Convention collective des contrôleurs routiers : entente de principe avec le gouvernement

Tard hier soir, la Fraternité des constables du contrôle routier du Québec (FCCRQ) et le Conseil du trésor du gouvernement du Québec sont parvenus à une entente de principe visant le renouvellement de la convention collective des plus de 300 contrôleurs routiers de la SAAQ.

L’entente proposée est d’une durée de cinq ans, couvrant les années 2023 à 2028.

« Celle-ci permettra non seulement de bonifier leurs conditions de travail et leur rémunération, mais également d’améliorer les services pour assurer la sécurité des usagers de la route ainsi que la protection du réseau routier », écrit le Conseil du trésor par voie de communiqué.

Contrôleur routier, vu de dos, fait signe à un camion de s’arrêter
(Photo : Contrôle routier Québec)

L’employeur ne précise cependant aucun détail, tant que les travailleurs ne se seront pas prononcés pour accepter ou rejeter l’entente provisoire.

Du côté syndical, la FCCRQ confirme que l’entente de principe comporte des clauses monétaires et normatives, et qu’elle sera soumise aux membres.

Le conseil de direction du syndicat évaluera d’abord le dossier le 24 avril et, si le résultat de cette première étape est positif, une assemblée générale virtuelle aura lieu le dimanche 27 avril afin de trancher.

Toujours pas de patrouilles

Depuis que le Tribunal administratif du travail (TAT) a statué que les contrôleurs routiers n’étaient pas suffisamment armés pour procéder à des interventions non planifiées auprès de conducteurs de véhicules commerciaux potentiellement dangereux au début du mois de mars, les agents sont confinés aux postes de pesée. Ils ne font plus de patrouilles.

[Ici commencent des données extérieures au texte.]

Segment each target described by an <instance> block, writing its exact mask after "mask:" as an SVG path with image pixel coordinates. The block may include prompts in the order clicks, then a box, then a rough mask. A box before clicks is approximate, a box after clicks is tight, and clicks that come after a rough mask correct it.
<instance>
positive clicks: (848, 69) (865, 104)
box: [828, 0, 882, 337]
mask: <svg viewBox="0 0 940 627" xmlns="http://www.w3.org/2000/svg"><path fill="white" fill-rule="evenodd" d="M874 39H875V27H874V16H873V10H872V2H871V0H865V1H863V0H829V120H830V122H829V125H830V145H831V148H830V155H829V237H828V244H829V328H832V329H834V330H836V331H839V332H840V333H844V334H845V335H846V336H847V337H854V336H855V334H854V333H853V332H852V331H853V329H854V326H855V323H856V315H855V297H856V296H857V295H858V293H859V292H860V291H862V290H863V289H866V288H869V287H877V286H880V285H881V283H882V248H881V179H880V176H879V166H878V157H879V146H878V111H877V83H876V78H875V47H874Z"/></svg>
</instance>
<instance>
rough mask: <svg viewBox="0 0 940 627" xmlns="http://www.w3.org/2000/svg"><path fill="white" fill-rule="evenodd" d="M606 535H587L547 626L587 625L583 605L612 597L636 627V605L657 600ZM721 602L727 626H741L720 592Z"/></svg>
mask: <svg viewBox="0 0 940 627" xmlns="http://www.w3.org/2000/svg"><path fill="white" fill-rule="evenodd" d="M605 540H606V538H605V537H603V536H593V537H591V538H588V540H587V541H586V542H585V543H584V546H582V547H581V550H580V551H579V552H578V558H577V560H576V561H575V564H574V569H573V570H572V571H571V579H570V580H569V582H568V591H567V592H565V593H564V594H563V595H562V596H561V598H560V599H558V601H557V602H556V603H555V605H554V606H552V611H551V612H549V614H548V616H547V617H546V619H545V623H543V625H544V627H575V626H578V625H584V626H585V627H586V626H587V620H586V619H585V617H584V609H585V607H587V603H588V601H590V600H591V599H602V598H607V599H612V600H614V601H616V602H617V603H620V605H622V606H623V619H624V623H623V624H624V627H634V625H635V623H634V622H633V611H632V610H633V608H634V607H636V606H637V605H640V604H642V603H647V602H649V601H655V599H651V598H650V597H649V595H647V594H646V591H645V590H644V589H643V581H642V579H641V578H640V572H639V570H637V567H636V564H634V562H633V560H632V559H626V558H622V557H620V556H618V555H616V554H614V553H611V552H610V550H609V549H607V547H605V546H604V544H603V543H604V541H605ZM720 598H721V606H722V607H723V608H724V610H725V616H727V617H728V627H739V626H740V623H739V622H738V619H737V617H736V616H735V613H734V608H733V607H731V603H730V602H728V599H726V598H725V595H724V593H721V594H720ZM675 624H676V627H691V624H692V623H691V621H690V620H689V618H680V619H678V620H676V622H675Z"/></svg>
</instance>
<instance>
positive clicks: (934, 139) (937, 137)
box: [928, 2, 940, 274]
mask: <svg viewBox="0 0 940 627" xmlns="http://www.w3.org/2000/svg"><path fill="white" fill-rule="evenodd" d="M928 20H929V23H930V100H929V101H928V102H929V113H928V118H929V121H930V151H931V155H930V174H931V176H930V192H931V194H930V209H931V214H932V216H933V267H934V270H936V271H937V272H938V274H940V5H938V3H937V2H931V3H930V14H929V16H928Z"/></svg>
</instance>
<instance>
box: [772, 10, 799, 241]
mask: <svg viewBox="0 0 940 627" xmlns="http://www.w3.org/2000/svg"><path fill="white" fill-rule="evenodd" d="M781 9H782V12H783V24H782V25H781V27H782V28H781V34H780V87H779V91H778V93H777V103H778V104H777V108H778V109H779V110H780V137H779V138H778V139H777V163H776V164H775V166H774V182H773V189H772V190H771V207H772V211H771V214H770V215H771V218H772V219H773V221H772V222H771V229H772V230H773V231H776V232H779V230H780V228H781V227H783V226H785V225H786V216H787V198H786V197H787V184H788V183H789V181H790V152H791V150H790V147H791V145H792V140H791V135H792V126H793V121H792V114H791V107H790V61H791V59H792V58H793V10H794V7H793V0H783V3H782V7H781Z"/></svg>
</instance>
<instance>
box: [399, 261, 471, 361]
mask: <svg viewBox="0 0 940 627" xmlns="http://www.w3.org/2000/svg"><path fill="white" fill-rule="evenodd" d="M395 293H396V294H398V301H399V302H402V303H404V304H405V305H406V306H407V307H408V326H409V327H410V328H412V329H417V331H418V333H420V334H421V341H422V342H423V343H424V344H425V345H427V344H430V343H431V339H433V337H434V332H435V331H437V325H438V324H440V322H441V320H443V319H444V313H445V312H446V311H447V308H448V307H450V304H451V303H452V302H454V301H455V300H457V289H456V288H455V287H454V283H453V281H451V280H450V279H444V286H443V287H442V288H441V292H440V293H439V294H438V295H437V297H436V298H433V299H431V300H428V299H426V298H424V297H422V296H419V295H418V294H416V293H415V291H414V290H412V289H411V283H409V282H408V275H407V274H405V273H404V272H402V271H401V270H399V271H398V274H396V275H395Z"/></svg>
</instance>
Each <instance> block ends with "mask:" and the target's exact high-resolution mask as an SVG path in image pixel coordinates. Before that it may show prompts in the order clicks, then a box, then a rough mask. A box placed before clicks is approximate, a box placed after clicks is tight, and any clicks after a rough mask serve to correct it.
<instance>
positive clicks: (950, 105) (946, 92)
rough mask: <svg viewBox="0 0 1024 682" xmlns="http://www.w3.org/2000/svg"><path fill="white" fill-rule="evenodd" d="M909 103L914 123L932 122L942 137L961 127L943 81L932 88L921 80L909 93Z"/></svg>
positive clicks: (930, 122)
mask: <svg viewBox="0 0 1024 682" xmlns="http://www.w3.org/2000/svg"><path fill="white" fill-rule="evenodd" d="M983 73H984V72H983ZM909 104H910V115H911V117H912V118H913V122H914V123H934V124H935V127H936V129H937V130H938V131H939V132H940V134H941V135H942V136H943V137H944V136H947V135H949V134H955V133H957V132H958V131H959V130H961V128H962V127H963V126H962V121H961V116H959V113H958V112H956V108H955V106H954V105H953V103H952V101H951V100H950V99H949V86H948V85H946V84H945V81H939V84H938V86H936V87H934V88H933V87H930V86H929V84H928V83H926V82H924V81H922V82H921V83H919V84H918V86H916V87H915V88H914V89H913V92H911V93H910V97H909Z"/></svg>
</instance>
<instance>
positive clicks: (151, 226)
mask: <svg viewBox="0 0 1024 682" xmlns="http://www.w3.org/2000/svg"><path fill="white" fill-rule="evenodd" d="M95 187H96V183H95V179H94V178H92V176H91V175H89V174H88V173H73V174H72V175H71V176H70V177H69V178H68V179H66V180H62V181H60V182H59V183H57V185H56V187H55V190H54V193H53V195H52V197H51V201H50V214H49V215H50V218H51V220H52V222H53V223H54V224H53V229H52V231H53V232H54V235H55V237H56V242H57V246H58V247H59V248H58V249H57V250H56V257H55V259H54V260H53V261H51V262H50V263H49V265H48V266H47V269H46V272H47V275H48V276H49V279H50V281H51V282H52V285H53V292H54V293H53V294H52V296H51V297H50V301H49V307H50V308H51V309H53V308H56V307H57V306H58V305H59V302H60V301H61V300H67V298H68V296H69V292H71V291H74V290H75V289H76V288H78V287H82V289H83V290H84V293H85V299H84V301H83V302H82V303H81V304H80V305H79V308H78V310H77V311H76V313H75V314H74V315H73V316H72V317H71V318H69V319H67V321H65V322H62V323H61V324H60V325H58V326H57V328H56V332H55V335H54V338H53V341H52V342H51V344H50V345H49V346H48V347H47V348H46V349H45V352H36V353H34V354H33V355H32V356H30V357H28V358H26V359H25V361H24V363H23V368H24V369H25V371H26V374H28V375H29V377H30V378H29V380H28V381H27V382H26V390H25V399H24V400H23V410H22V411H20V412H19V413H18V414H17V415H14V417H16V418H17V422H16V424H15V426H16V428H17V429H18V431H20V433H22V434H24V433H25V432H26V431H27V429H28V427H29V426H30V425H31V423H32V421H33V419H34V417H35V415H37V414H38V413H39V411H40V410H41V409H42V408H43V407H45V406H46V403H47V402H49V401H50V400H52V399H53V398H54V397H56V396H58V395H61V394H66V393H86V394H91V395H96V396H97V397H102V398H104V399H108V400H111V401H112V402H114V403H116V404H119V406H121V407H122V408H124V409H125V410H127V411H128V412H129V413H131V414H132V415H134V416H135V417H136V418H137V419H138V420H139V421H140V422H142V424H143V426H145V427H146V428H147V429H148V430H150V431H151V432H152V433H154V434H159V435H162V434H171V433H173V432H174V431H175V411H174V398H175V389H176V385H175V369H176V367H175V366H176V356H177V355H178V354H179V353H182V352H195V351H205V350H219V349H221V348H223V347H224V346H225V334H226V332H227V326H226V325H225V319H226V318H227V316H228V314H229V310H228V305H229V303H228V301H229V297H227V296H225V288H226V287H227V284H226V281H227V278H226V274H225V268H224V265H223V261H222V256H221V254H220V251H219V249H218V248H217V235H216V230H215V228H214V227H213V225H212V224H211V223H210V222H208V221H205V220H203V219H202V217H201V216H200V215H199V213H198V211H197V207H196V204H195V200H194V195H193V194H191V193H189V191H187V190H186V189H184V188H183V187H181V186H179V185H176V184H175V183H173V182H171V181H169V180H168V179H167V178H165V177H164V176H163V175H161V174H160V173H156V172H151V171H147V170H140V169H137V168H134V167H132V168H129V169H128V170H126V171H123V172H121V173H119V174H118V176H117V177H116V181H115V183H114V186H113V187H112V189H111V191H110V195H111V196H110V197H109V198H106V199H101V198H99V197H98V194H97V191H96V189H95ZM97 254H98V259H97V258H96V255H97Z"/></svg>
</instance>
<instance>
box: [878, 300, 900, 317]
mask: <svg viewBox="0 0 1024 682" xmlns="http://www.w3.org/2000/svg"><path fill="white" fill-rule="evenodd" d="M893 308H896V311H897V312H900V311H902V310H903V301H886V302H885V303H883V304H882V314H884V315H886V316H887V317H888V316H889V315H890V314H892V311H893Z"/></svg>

La SAAQ, leur employeur, s’était adressée à la Cour supérieur afin d’obtenir un sursis afin que les contrôleurs puissent reprendre la patrouille, au moins pendant la période de dégel, sursis qui lui a été refusé.

Les procédures judiciaires se poursuivent toutefois afin de dénouer l’impasse et de déterminer comment les contrôleurs routiers peuvent le mieux accomplir leur travail sans compromettre leur sécurité.

« Le 29 avril est une date où les avocats de la SAAQ, du TAT, de la CNESST et de la Fraternité vont établir le temps dont ils ont besoin pour se préparer et de répondre à la contestation, il n’y a pas de plaidoirie ou jugement à ce moment », écrit le syndicat des contrôleurs routiers sur son site Web.

Un calendrier d’audiences dot être élaboré mais la FCCRQ ne se fait pas d’illusions et envisage des délais pouvant aller de 16 à 30 mois avant que les parties soient entendues par un juge de la Cour supérieure.

« Cependant, la SAAQ peut redéposer une ou des demandes de sursis d’ici là », précise la note signée par l’exécutif syndical.